Liposomal vehicles may increase the risk of a hypersensitivity response, similar to what is sometimes seen with excipients such as polyethoxylated castor oil, due to a non–immunoglobulin E–mediated reaction, called complement activation–related pseudoallergy (CARPA).[18] This complement activation triggers mast cell degranulation in a subset of patients.[18,19] Properties of the liposomal nanoparticles and of the specific encapsulated drugs determine the likelihood of CARPA for a given therapeutic, with high negative surface charge and nonspherical particle shape contributing to higher rates of CARPA. For example, the loading of doxorubicin into liposomes caused deformation of the liposomes into an ellipsoid shape rather than a spherical shape, which contributed to greater rates of complement deposition and activation and higher rates of hypersensitivity reactions with pegylated liposomal doxorubicin.[19] For drugs whose liposomal formulations confer an increased risk of mild hypersensitivity reactions compared with their conventional formulations—as is the case with doxorubicin—the increased risk must be outweighed by decreases in other severe toxicities, such as cardiotoxicity, when the liposomal formulation is used. These factors remain important considerations for liposomal drugs.

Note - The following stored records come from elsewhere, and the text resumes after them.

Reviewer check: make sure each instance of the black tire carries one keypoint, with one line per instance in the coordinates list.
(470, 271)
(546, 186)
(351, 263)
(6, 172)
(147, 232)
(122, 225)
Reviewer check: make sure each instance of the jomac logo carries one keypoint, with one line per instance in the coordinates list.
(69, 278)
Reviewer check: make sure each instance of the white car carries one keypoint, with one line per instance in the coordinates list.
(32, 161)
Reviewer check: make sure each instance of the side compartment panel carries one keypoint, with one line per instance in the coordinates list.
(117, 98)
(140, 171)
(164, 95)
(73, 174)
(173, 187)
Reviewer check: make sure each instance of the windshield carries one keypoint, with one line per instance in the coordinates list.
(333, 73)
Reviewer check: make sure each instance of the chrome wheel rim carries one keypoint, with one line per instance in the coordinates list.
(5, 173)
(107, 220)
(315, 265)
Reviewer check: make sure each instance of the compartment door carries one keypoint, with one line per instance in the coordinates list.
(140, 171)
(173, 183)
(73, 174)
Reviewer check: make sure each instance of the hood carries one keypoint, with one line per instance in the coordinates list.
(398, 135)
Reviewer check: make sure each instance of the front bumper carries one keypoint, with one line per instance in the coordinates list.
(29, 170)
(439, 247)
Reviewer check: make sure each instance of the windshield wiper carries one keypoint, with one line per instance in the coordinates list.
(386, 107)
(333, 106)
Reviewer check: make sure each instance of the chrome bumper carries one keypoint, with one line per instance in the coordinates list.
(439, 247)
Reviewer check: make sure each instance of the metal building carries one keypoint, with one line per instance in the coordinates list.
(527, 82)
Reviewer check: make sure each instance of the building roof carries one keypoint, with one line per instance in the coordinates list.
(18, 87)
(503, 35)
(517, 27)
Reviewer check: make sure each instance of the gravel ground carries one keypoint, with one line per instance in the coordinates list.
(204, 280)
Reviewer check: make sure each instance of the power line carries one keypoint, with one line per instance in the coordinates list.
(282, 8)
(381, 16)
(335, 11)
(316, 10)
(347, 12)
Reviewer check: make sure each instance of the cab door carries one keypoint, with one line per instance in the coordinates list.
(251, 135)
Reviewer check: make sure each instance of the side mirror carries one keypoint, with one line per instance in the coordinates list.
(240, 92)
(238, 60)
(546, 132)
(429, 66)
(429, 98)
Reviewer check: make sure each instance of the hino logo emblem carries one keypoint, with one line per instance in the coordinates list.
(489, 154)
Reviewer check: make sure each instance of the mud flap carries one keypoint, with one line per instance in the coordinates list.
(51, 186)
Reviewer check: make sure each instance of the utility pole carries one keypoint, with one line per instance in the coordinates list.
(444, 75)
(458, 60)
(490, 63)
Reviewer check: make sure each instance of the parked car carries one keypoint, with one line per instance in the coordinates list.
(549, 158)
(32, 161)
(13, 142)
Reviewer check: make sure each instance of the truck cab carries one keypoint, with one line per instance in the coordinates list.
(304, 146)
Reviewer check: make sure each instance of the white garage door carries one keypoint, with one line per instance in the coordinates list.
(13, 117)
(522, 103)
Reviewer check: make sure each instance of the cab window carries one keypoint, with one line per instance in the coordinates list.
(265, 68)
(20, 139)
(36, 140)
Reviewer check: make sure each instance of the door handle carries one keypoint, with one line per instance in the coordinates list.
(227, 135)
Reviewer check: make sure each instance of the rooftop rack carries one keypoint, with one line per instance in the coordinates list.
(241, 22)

Also, though PEG is generally thought to be immunologically inert, emerging evidence suggests there may be an anti-PEG immunologic reaction in subgroups of patients. Neutralizing anti-PEG antibodies have been identified in small studies in 7% to 42% of normal human subjects, which may be attributable to the widespread use of PEG in many household consumer products.[20] Small studies have also suggested an association between the presence of anti-PEG antibodies and decreased efficacy of pegasparaginase and PEG-uricase.[20] There are also case reports of immediate and delayed hypersensitivity reactions to PEG.[21] Given the importance of pegylation in making nanoparticles and other drugs more biocompatible, the clinical relevance of these antibodies needs to be further investigated.